We retain your information for as long as necessary to:

Provide our services and maintain your account
Comply with legal and regulatory requirements
Resolve disputes and enforce agreements
Support legitimate business purposes

Project Documents: Uploaded documents are retained for the duration of your subscription plus 90 days, unless you request earlier deletion or configure custom retention policies (available for Enterprise tiers).

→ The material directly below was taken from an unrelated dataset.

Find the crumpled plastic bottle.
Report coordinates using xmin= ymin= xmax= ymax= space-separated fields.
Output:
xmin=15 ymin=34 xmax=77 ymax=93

Account Data: Retained for 3 years after account closure for legal and audit purposes.

6. Your Rights

6.1 Rights Under Canadian Law (PIPA/PIPEDA)

You have the right to:

Access your personal information held by us
Request correction of inaccurate information
Withdraw consent for certain processing activities
File a complaint with the Office of the Information and Privacy Commissioner of Alberta

6.2 Rights Under GDPR (European Users)

If you are in the European Economic Area, you have additional rights:

Right of Access: Obtain a copy of your personal data
Right to Rectification: Correct inaccurate or incomplete data
Right to Erasure: Request deletion of your data ("right to be forgotten")
Right to Restrict Processing: Limit how we use your data
Right to Data Portability: Receive your data in a structured, machine-readable format
Right to Object: Object to processing based on legitimate interests
Right to Withdraw Consent: Withdraw consent at any time where processing is based on consent

To exercise these rights, contact us at contact@capexiq.io. We will respond within 30 days (or 72 hours for GDPR requests where required).

7. Cookies and Tracking Technologies

We use cookies and similar technologies to:

Essential Cookies: Enable core platform functionality and security
Analytics Cookies: Understand how users interact with our platform
Preference Cookies: Remember your settings and preferences

You can manage cookie preferences through your browser settings. Note that disabling certain cookies may affect platform functionality.

8. Data Security

We implement robust security measures to protect your information:

Encryption in transit (TLS 1.3) and at rest (AES-256)
Access controls and authentication mechanisms
Regular security assessments and penetration testing
Employee training and confidentiality agreements
Incident response procedures

For detailed security information, see our Security page.

9. International Data Transfers

Your information may be processed in Canada and other countries where our service providers operate. For transfers outside Canada or the EEA, we ensure appropriate safeguards are in place, including:

Standard Contractual Clauses approved by the European Commission
Adequacy decisions where applicable
Binding corporate rules for service providers

10. Children's Privacy

Our services are not intended for individuals under 18 years of age. We do not knowingly collect personal information from children. If we become aware of such collection, we will delete the information promptly.

11. Changes to This Policy

We may update this Privacy Policy periodically. We will notify you of material changes by:

Posting the updated policy on our website
Sending email notification to registered users
Displaying a prominent notice on our platform

Your continued use of our services after changes constitutes acceptance of the updated policy.

12. Contact Us

For privacy-related inquiries or to exercise your rights, contact us:

CapexIQ

Email: contact@capexiq.io

Subject Line: Privacy Inquiry

13. Governing Law

This Privacy Policy is governed by the laws of the Province of Alberta, Canada, without regard to conflict of law principles. Any disputes arising from this policy shall be subject to the exclusive jurisdiction of the courts of Alberta, Canada.